Legislators should talk about a flatter, fairer tax code

Legislators should consider cutting or eliminating Kansas’ earned-income tax credit, or EITC.
It’s time for changes in the way government collects and spends its citizens money.
When and if legislators ever get the nerve to fully consider eliminating the EITC, residents shouldn’t fall for heated rhetoric that is likely to accuse politicians of of balancing the budget on the backs of the poor. That is a misleading argument against the plans to lower rates for everyone and flatten the tax code.
Under the existing tax code, the EITC allows Kansas to take money from some Kansans and simply give it to others in the form of tax credits. It’s government redistribution of wealth – something the vast majority of Kansans oppose when put in those stark terms.
Tax credits are traditionally rife with fraud and are used as a tool for social engineering. In a truly free society, the government doesn’t offer rewards or punishments for legal behaviors through the tax code. At best, it’s bad policy. At worst, tax credits are baby steps toward tyranny.
A flatter, fairer tax is something all Kansans should celebrate. And yes, we believe every Kansan who earns a living should pay a little something into the state coffers. The state and all its services are the responsibility of the many – not the few.
A fairer, flatter state tax code grants everyone ownership in it. That’s a good thing.
If such a thing ever comes to fruition, there may some pain as the tax code is re-adjusted. That’s unfortunate, but change is always difficult, even when it’s absolutely necessary. And in this case it is.
Eliminating all tax credits, including the EITC, while lowering the state’s astronomical income tax rates should be an immediate priority of all Kansans.
We hope legislators cease the remaining moments of the 2014 legislative session to make Kansas’ tax code fairer, more equitable and with lower rates across the board.

Comments

  1. ThePatriot says:

    The old “redistribution of wealth” argument. So tired and trite. I find it mind boggling that one argues against the minute redistribution of wealth to the poor and middle class via tax policy in comparison to the redistribution of wealth to the rich via tax policy. The wealthy use this favorable tax policy, which they bought and paid for, to accumulate vast sums of money. They use that money to buy off politicians and rig public policy to even greater degrees of absurdness.
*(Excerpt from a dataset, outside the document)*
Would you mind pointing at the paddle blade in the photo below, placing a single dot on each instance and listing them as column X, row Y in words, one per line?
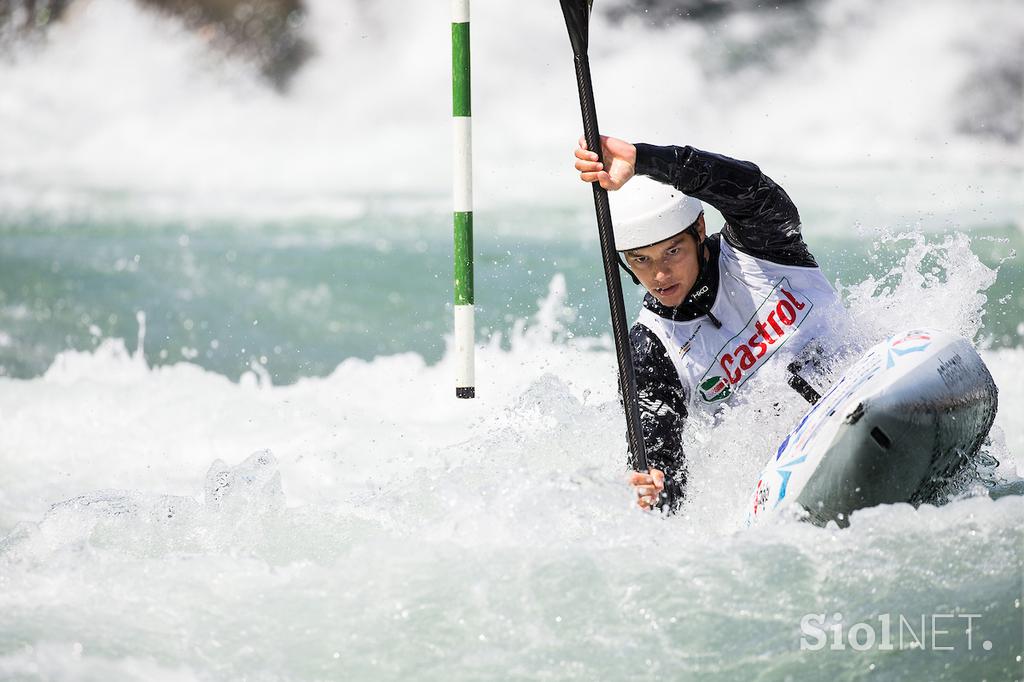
column 578, row 22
    The largest tax bracket in 1980 was 70% and there were several more brackets between 35% and 70%. The largest rate today is 39.6%. Have you seen a 30% reduction in your tax rate since 1980? Has your income increased 289% since 1980? If you are middle class, your income has increased a measly .4% since 1980.

    In the past with higher tax rates, the wealthy were incentivized to invest their money to avoid those rates. Now they just accumulate their wealth. 10% of the population controls 75% of the wealth in this country. What are you going to do when they have 100%?